La vente à réméré, souvent méconnue, est un dispositif destiné aux propriétaires immobiliers en difficultés financières. Il permet de vendre temporairement un bien tout en conservant la possibilité de le racheter ultérieurement.
Ce concept remonte au Moyen-Âge et fut inscrit dans le Code civil par Napoléon pour répondre à des besoins de refinancement des valeurs immobilières. De nos jours, il s'agit d'une alternative considérée pour la restructuration des dettes. Nous vous proposons d'explorer son fonctionnement, ses avantages et ses inconvénients.
Comment fonctionne une vente à réméré ?
La vente à réméré est régie par les articles 1659 à 1673 du Code civil et offre au propriétaire les options suivantes :
- Vente temporaire de son bien.
- Occupation du bien sous condition d'une indemnité mensuelle.
- Rachat ultérieur grâce à une clause résolutoire d’option d’achat.
Le processus implique un contrat de vente et un contrat d’occupation, généralement établi pour une durée variant de 6 mois à 5 ans. À la fin de cette période, le propriétaire peut exercer son droit de rachat prioritaire, sous condition que le capital restant dû ne dépasse pas 60 % de la valeur du bien.
L'objectif d’une vente à réméré
Ce dispositif s'adresse principalement aux propriétaires surendettés ou fichés à la Banque de France. Que ce soit pour éviter une saisie immobilière ou répondre à un besoin urgent de liquidité, la vente à réméré s'avère idéale pour :
- Consolider des dettes.
- Éviter un interdit bancaire.
- Faire face à un redressement judiciaire.
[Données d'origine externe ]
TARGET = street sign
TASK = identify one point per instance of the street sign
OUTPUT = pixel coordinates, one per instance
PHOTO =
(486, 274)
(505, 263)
- Obtenir rapidement des fonds.
C’est une solution adaptée quand le crédit classique n’est pas envisageable.
Le processus de la vente à réméré
La mise en œuvre d’une vente à réméré s'effectue en plusieurs étapes :
- Identifiez un acquéreur par différents canaux.
- Procédez à une expertise du bien pour déterminer sa valeur.
- Évaluez votre capacité de rachat.
- Recevez une offre de vente, précisant les modalités.
- Un notaire rédige le contrat de vente et d’occupation.
- Les dettes sont réglées par le notaire avec une partie des fonds.
- Vous occupez le bien, versant une indemnité.
- À l'issue de la période, vous rachetez ou vendez définitivement le bien.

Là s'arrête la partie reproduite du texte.